Paragraph 120 of their Complaint. This paragraph states as follows: “Boyne breached its agreements with Plaintiffs and class members by charging more than the rate provided for in the declarations of the Condo-Hotels.” (Doc. 1 at ¶ 120.) Boyne fails to explain how this allegation constitutes a single breach when the

“charging” at issue constitutes an ongoing part of Boyne’s contractual duties as Plaintiffs’ rental manager. Plaintiffs assert that a breach of contract occurred each time that Boyne allegedly overcharged them each month. (Id.) Boyne undermines its own argument when it states that Plaintiffs’ claims accrued at the latest “when they received their first monthly statements regarding

their rental incomes.” The fact that Boyne submits “monthly” statements to Plaintiffs demonstrates that Boyne’s contractual obligations, and the alleged breach thereof, are continuous. A contract that requires payment “on a monthly basis”

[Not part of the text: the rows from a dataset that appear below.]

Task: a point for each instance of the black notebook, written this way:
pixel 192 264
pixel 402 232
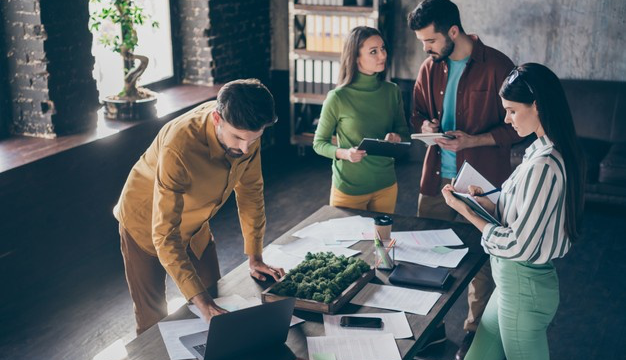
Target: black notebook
pixel 412 274
pixel 384 148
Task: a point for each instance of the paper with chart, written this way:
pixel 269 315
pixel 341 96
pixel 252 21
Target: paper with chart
pixel 394 323
pixel 396 298
pixel 171 331
pixel 274 256
pixel 349 228
pixel 429 238
pixel 427 138
pixel 301 247
pixel 469 176
pixel 406 250
pixel 378 347
pixel 237 302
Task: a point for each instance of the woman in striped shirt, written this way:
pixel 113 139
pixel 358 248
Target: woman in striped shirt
pixel 539 210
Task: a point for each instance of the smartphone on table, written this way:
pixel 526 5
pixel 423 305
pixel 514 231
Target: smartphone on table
pixel 361 321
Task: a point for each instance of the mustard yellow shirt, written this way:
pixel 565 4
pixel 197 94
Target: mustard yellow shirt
pixel 179 184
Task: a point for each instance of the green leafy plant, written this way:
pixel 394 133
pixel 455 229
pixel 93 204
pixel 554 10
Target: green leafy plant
pixel 321 277
pixel 126 15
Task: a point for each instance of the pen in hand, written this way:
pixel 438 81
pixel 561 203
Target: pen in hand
pixel 489 192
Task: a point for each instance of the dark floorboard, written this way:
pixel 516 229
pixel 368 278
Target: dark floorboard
pixel 80 311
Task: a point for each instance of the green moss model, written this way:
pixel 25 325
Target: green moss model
pixel 321 277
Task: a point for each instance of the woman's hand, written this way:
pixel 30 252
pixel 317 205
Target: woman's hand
pixel 482 200
pixel 352 155
pixel 430 126
pixel 393 137
pixel 453 202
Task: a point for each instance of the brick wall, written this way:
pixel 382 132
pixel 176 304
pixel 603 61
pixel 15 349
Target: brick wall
pixel 5 110
pixel 239 36
pixel 223 40
pixel 49 64
pixel 196 59
pixel 71 85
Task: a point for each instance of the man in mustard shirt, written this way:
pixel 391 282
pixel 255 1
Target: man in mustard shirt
pixel 179 184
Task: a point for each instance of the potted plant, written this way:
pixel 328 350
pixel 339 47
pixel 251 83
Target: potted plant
pixel 132 102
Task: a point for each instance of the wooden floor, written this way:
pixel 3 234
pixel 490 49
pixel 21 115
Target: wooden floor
pixel 80 312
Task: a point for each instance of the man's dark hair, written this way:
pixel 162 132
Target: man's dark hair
pixel 442 13
pixel 246 104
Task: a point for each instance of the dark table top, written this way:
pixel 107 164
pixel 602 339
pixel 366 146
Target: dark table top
pixel 149 345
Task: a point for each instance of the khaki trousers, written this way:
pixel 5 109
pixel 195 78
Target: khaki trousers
pixel 146 279
pixel 383 200
pixel 482 285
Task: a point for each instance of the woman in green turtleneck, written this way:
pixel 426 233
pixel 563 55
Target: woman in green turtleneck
pixel 364 105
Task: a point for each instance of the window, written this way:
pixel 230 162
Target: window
pixel 155 43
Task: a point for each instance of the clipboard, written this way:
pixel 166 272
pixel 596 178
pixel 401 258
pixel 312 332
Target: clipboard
pixel 479 210
pixel 384 148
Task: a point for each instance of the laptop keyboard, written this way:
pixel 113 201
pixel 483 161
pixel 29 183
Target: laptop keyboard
pixel 200 348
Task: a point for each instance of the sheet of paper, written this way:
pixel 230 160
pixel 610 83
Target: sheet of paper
pixel 274 256
pixel 379 347
pixel 348 228
pixel 429 238
pixel 394 323
pixel 301 247
pixel 396 298
pixel 427 138
pixel 432 257
pixel 171 331
pixel 469 176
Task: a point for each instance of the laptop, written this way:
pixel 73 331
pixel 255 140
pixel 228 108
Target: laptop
pixel 257 332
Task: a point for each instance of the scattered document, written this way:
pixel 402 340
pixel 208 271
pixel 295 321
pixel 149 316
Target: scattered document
pixel 349 228
pixel 301 247
pixel 379 347
pixel 428 238
pixel 432 257
pixel 428 138
pixel 394 323
pixel 469 176
pixel 272 255
pixel 171 331
pixel 396 298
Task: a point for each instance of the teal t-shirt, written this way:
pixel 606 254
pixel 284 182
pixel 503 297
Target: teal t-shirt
pixel 448 120
pixel 366 108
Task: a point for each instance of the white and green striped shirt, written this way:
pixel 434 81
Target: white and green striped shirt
pixel 531 209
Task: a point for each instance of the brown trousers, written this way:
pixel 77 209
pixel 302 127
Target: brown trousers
pixel 482 285
pixel 146 279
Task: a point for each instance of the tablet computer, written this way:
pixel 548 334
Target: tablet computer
pixel 384 148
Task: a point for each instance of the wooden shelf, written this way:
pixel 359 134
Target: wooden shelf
pixel 308 98
pixel 316 55
pixel 334 10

may be subject to “a series of partial breaches.” Ferrell, 812 F.2d at 517. Boyne cannot evade liability by arguing that Plaintiffs should have known when Boyne allegedly overcharged them the first time that Boyne would continue to do so for the foreseeable future. Each monthly statement Boyne issued with allegedly

inflated costs constitutes a partial breach of contract. Id. Plaintiffs’ claims have continued to accumulate so long as Boyne has acted as their rental manager, and, therefore, the claims are not time barred.

II. Whether Plaintiffs fail to state a claim on the merits. Boyne next argues that Plaintiffs fail to state any plausible claim on the merits. A claim has facial plausibility when the plaintiff pleads factual content that allows a court to draw the reasonable inference that the defendant is liable for the

misconduct alleged. Ashcroft v. Iqbal, 556 U.S. 662, 678 (2009).